# More pics from the adventure, SLOBS!!!



## KodiakZach (Mar 16, 2005)

Let me just say that we have all seen pics of BIG SNOOK in Florida.... but how many people do you know that can land numerous 30-lb to 45-lb Snook and 20-lb Poons from a bridge that is 60-ft high with a serious current rip on DOA's??? Story to come later, we have company coming over right now...


----------



## RuddeDogg (Mar 20, 2004)

*You*

Are the man!!!!! That's truly awesome!!!!!!!


----------



## VICIII (Apr 8, 2005)

very nice.... Do tell...
When are you going again... I will buy beer...


----------



## prater1 (Dec 3, 2005)

Incredible...


----------



## SeaSalt (Apr 29, 2002)

you guys rock!


----------



## troutmaster (Aug 11, 2006)

Those are some nice fish. good job


----------



## barty b (Dec 31, 2004)

HOLY S__T KZ!


----------



## KodiakZach (Mar 16, 2005)

Thanks Guys!

Here are some details: Fish were caught on a bridge about 55-ft above the water, somewhere in the Jupiter area.

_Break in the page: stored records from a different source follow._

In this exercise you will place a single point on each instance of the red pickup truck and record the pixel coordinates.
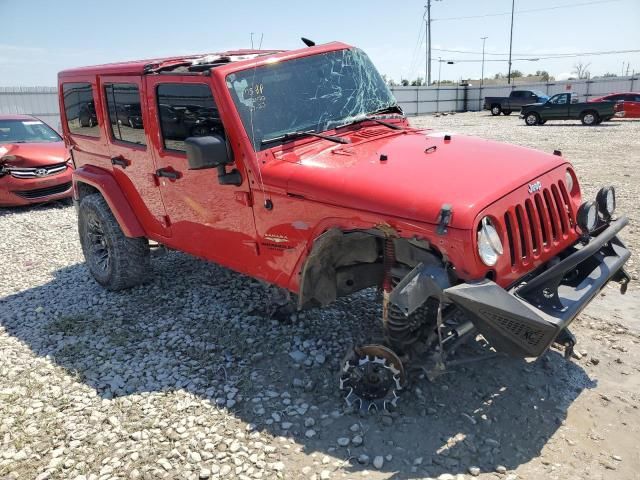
(299, 168)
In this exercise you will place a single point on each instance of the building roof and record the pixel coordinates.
(16, 116)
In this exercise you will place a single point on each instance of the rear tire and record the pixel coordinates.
(114, 260)
(531, 119)
(589, 118)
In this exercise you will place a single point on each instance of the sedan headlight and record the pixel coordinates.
(606, 200)
(489, 244)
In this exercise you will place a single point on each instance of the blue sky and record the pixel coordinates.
(39, 38)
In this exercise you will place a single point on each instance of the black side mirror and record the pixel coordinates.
(211, 152)
(206, 152)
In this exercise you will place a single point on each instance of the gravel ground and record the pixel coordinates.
(187, 377)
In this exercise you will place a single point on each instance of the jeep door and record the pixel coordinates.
(131, 158)
(207, 219)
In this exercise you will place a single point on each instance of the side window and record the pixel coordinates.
(80, 109)
(125, 112)
(560, 99)
(186, 110)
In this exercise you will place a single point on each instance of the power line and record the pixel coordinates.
(543, 55)
(523, 11)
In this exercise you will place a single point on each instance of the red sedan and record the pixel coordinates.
(35, 165)
(628, 104)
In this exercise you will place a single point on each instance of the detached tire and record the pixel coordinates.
(589, 118)
(114, 260)
(531, 119)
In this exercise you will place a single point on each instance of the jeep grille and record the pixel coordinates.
(538, 224)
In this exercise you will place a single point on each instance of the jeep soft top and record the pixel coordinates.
(299, 168)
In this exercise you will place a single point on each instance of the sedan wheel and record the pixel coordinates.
(589, 118)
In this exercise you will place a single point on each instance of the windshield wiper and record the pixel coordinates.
(367, 118)
(302, 133)
(371, 118)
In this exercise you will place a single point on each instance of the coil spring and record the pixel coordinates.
(399, 328)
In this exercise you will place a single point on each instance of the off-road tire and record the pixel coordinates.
(531, 119)
(114, 260)
(589, 118)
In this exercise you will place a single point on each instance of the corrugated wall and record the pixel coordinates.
(451, 98)
(43, 101)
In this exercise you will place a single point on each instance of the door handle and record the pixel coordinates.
(163, 172)
(119, 160)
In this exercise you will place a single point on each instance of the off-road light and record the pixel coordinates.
(587, 216)
(568, 179)
(606, 200)
(489, 244)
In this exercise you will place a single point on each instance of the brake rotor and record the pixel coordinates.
(372, 375)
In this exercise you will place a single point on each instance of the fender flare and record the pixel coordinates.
(103, 181)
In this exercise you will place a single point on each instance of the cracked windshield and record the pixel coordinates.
(310, 94)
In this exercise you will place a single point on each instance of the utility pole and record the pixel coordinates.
(484, 39)
(427, 45)
(513, 2)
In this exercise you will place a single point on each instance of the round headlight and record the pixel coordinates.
(568, 179)
(606, 200)
(587, 216)
(489, 244)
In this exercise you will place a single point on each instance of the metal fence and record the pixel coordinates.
(452, 98)
(43, 101)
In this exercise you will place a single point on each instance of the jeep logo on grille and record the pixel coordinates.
(535, 187)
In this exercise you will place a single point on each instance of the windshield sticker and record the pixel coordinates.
(313, 94)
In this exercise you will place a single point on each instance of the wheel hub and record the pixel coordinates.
(372, 375)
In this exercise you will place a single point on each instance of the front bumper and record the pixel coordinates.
(16, 192)
(526, 319)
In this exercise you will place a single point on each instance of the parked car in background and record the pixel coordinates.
(34, 162)
(627, 104)
(564, 106)
(514, 101)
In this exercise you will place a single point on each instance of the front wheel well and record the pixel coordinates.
(343, 262)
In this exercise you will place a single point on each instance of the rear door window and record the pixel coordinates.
(80, 109)
(125, 113)
(186, 110)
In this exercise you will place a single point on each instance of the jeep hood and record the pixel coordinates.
(34, 154)
(422, 172)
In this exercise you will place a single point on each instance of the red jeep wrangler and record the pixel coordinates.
(299, 168)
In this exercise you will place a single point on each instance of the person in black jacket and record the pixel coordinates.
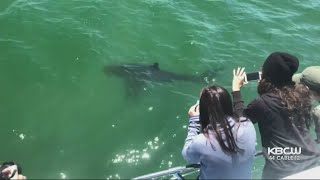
(310, 77)
(282, 111)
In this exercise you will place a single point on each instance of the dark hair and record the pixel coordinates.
(215, 109)
(296, 98)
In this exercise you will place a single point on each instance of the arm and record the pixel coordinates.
(189, 151)
(316, 119)
(237, 83)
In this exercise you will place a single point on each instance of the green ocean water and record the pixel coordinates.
(62, 117)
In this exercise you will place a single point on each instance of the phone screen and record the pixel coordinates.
(253, 76)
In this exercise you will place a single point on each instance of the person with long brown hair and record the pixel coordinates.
(283, 113)
(221, 141)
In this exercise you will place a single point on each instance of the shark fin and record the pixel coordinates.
(156, 66)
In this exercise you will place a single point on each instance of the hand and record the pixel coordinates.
(238, 79)
(194, 110)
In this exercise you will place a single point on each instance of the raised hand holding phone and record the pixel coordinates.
(194, 110)
(238, 79)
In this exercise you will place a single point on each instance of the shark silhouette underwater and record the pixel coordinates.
(137, 75)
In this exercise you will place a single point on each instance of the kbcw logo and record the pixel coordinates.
(284, 151)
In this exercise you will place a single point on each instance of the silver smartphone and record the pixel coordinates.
(253, 76)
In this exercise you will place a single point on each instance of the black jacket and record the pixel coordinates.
(276, 134)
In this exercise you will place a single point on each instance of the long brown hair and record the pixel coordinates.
(296, 98)
(215, 109)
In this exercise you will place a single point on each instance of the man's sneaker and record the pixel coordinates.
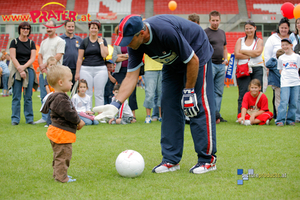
(222, 120)
(165, 167)
(201, 168)
(280, 124)
(148, 119)
(40, 121)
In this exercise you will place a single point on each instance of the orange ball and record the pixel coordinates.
(297, 11)
(172, 5)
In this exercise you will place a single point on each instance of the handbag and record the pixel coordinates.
(243, 69)
(254, 109)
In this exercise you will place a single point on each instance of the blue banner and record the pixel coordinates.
(230, 67)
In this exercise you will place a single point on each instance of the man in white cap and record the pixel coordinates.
(187, 86)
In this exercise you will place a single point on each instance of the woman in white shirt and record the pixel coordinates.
(273, 44)
(249, 49)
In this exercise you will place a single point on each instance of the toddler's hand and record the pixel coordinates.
(80, 125)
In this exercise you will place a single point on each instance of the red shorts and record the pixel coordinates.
(263, 117)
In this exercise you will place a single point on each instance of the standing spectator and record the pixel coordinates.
(7, 57)
(22, 74)
(288, 66)
(249, 49)
(72, 45)
(4, 75)
(83, 105)
(153, 78)
(273, 44)
(194, 18)
(183, 47)
(295, 38)
(120, 57)
(93, 68)
(51, 46)
(217, 39)
(111, 81)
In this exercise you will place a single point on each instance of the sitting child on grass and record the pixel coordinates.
(255, 106)
(124, 116)
(82, 103)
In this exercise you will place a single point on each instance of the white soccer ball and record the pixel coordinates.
(130, 163)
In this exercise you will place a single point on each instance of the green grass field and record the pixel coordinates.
(26, 156)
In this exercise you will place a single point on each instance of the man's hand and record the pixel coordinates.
(80, 125)
(189, 102)
(23, 75)
(107, 112)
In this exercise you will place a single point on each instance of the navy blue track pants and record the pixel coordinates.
(203, 126)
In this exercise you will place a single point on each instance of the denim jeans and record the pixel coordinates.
(155, 111)
(43, 93)
(5, 81)
(288, 104)
(298, 107)
(152, 82)
(88, 121)
(16, 99)
(218, 76)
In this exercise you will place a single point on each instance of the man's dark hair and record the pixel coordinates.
(194, 18)
(214, 13)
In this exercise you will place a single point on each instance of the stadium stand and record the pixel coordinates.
(266, 6)
(22, 7)
(110, 6)
(198, 6)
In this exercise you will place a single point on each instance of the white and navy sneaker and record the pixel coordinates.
(247, 123)
(40, 121)
(165, 167)
(201, 168)
(148, 119)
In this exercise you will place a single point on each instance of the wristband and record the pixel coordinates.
(116, 103)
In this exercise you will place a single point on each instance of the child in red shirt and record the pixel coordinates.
(262, 115)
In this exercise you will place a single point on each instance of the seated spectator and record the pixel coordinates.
(255, 106)
(125, 115)
(82, 103)
(4, 75)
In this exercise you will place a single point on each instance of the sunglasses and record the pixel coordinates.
(95, 22)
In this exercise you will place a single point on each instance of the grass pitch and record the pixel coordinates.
(26, 156)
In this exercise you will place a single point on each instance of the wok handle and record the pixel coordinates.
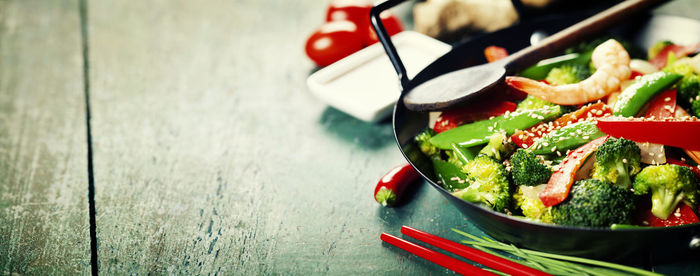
(576, 33)
(385, 39)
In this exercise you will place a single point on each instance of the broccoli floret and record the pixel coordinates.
(531, 102)
(527, 170)
(688, 87)
(656, 48)
(488, 183)
(616, 161)
(669, 185)
(567, 74)
(423, 142)
(528, 201)
(498, 146)
(593, 203)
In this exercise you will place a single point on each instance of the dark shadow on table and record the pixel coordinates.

Fish were caught on 30-lb PowerPro, 30-lb Floro leaders, and an unmentionable DOA lure. The 2 biggest Snookers caught were 41" (30-lbs) and 44" (45-lbs). All fish were brought up to bridge level with hoop net and revived 10-15 minutes at the end of the bridge. The poons were also landed on the same DOA's. All in All -- I caught 7 Snook and jumped 2 poons. My buddy Blake caught 7 Snook. My buddy John and my buddy Junior landed NUMEROUS snook, jumped about 10 tarpon, and landed 3 of the poons. Here are the pics: ENJOY and don't bother asking for location details because my lips are sealed.


----------



## Otter (Jun 18, 2004)

Holy sh*t man!


----------



## jettypark28 (Jun 23, 2006)

*you forgot*

to block out the bridge and background I belive i know that Bridge....Did you even catch anything in the slot??? And i can't belive you caught all those on a lure And was able to get them in. Just to add what everyone else said GREAT Job....And no I won't say anything about where i think it was...But it doesnt take much, to figure it out....It still take some skill to bring them in, and everything else that goes into it...........How long did the bite last?? Snook season opens this weekend....But i would hate to be down there....That place get pack with people.........And more boats then you can belive....again good job........and i wouldnt tell anybody if it was me


----------



## big country (Apr 26, 2006)

man that is one hell of a snook.....

very nice...


----------



## Railroader (Apr 13, 2005)

FINE job!!! I'd like to get in on some action like that, sometime!


----------